Page 1 of 1
Publishing secured Rest API with UserID and Password (RESOLVED)
Posted: Wed Aug 21, 2019 3:34 am
by marcel.heij
I created a server module for a client facing Rest API, but the Session(*REQUIRED) parameter of the Srvroutine doesn't seem to do anything. I can access the srvroutine without a session. What is the way to go for publishing a Rest API secured with a userid and password and persisted fields? Can we use the Lansa generated Sessionkey (and how?). Or should we use always "Sessionkeymethod(Cookie)"? I am stuck at the moment.

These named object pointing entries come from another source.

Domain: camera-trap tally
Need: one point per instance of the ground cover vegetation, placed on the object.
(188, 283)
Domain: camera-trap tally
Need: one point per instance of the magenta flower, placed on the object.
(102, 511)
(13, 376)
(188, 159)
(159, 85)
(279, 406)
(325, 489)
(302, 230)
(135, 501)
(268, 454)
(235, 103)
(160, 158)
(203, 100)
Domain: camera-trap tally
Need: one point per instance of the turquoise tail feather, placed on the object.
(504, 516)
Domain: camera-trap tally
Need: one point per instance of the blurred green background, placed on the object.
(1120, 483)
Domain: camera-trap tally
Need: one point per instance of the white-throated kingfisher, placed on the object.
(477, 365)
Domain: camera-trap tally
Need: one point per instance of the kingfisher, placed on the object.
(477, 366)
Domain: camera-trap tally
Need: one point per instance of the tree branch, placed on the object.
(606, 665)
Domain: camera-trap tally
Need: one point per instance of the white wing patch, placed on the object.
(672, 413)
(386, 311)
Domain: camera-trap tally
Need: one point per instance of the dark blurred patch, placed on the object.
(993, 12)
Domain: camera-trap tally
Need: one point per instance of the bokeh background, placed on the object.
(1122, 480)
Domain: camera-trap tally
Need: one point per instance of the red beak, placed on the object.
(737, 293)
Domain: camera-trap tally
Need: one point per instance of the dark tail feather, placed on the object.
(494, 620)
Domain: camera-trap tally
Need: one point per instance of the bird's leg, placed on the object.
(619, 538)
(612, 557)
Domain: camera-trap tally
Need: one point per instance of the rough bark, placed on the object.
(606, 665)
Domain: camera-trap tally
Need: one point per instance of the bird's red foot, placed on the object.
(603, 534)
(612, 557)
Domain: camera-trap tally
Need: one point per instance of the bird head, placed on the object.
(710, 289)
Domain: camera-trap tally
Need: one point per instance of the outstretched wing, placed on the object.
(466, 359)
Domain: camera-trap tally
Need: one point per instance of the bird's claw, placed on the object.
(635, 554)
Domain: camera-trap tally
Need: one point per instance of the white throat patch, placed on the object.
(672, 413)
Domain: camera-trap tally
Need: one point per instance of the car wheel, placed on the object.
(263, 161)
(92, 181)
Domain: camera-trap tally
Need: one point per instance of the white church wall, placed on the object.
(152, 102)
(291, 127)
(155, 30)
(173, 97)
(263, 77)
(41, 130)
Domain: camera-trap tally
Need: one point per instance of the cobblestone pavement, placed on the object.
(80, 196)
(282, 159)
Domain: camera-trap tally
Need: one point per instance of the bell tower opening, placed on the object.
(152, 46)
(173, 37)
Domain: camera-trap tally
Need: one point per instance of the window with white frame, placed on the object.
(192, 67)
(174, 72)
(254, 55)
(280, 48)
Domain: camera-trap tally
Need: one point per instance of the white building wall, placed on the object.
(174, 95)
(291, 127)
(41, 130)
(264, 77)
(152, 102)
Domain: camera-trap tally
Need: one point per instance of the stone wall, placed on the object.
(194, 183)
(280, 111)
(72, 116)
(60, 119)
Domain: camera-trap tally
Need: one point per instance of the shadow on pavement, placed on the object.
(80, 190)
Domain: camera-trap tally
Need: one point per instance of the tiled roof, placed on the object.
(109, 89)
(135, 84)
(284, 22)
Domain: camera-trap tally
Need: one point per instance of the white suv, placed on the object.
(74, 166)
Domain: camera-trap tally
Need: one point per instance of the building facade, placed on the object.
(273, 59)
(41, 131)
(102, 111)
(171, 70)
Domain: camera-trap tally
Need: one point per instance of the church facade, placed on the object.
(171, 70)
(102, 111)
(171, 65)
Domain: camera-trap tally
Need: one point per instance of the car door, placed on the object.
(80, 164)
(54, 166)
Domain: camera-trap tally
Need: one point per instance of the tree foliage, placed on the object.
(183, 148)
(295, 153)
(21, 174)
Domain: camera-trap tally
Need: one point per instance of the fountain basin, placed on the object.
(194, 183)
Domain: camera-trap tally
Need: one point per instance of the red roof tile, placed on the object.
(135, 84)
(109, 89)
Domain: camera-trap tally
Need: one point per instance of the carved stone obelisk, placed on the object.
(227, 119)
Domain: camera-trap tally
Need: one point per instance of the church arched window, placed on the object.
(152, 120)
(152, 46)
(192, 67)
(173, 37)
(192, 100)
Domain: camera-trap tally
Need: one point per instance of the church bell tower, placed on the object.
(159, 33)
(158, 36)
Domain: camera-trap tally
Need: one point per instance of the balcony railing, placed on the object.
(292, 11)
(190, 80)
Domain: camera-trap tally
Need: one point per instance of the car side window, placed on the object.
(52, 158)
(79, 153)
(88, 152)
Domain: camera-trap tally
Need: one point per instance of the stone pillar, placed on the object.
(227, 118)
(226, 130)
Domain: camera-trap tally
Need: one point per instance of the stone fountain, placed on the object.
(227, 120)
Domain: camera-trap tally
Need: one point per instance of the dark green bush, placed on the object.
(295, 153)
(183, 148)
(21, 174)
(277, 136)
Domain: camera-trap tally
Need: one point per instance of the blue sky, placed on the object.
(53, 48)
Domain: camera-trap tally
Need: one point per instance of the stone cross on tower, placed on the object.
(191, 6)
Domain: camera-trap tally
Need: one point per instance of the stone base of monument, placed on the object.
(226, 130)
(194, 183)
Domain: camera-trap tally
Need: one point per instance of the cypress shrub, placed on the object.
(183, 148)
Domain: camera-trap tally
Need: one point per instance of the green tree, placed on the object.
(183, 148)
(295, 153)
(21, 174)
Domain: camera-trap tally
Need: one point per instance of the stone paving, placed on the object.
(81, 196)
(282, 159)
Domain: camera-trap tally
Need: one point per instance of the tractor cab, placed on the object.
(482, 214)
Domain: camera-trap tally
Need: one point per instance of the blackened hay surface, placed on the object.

Re: Publishing secured Rest API with UserID and Password
Posted: Sat Aug 24, 2019 4:39 am
by Pablo
Hi Marcel,
The session and session key method you are referring to are ignored by the REST Api.
The current implementation of REST - v14SP2 + EPCs - does not include security.
I believe there will soon be an EPC with major enhancements to the current implementation + security and maybe some other features.
I suggest you send this query and other questions you may have to Lansa Support to get a more comprehensive and official answer.
Regards,
Pablo
Re: Publishing secured Rest API with UserID and Password
Posted: Sat Aug 24, 2019 10:41 am
by marcel.heij
Thank you for confirming my findings, but I hoped I was doing something wrong. At the moment I am trying to let my Rest API consume a Lansa Web server module that uses sessions, giving the sessionkey back to the Rest API, which is adding a cookie to the response served to the consumer of my Rest API. Don’t think it’s the best solution, but could do the job I had in mind. Nevertheless I hope this EPC you are mentioning is coming really quickly, because this should really have been in the current release already.